Even if the rules-based approach is quickly supplanted by machine learning, it forces you to make a few key decisions upfront.
- It makes the entire team align on a success metric. In order to measure the success of the rules-based model, you’ll have to make decisions such as defining the product north star, and whether precision or recall is more important. These decisions are integral to building an optimal solution, and are often difficult to make until an initial version is launched and user feedback is collected (Interview Tip: During an ML systems interview, always align on the success metrics with the interviewer before diving into solutions).
- It ensures you acquire resources early on. I’ve been a part of many ML projects where our team spends a few months building a model, only to be unable to get design and product engineering resources to integrate the model into the product. Starting with a rules-based approach ensures that the use-case really is a top priority for the team. If you define the correct interface with product engineering, then you can continue to iterate and push out model improvements on your own, long after the product engineers and designers have moved on to other projects.
How to Iterate
Sam Altman famously stated that the number one predictor of a startup’s success is their rate of iteration. For machine learning products, this means building a framework that allows for rapid experimentation. An experimentation framework allows for A/B tests to be run to see whether new versions of the model improve the success metrics. When launching a new version, always start by deploying it to a small percentage of the user-base, and slowly increase this percentage over time.
Create a Pipeline
If the rules-based approach has been deemed insufficient, and an experimentation framework is in place, only then should work on a machine learning pipeline begin. There are four major components of an ML pipeline — feature extraction, training, serving, and monitoring. For complex use cases, each of these components may be broken down into multiple subcomponents. An example pipeline is shown below. Subsequent chapters of the playbook go through each of these components in greater detail.
- Feature Extraction: Load, validate, clean, and transform data into the format required for training
- Training: Train a model, perform hyperparameter tuning, and evaluate offline metrics
- Serving: Deploy an inference endpoint or perform batch inference
- Monitoring: Evaluate online metrics, detect errors, and trigger re-training
Additionally, an orchestration system is needed to manage dependencies between steps in the pipeline. Popular orchestration systems include Apache Airflow, Kubeflow, and MLflow.

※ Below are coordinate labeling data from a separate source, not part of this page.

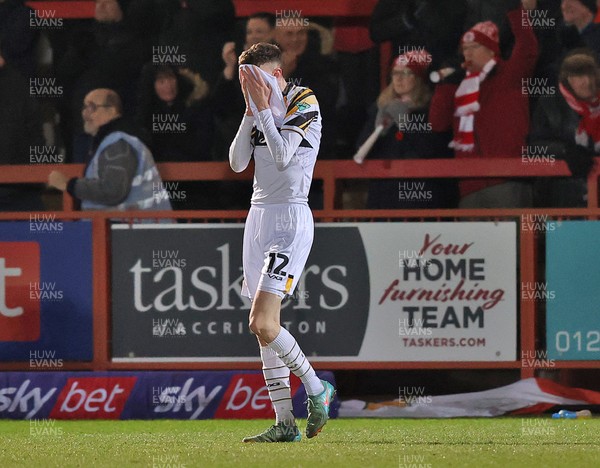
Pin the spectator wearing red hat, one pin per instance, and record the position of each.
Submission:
(578, 17)
(487, 109)
(402, 109)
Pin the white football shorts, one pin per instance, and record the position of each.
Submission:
(277, 241)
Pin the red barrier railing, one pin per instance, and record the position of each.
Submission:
(85, 9)
(331, 172)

Even though you’ve graduated from a rules-based approach to a machine learning model, the first model should still be simple. Use a small number of basic features, and choose a basic model. This allows you to confirm that ML is the correct approach. If the simple model is not able to beat the rules-based approach, then re-evaluate whether ML is the correct solution. If success metrics have been defined, an experimentation framework was created, and a pipeline has been built, then creating subsequent versions of more advanced models will be straightforward.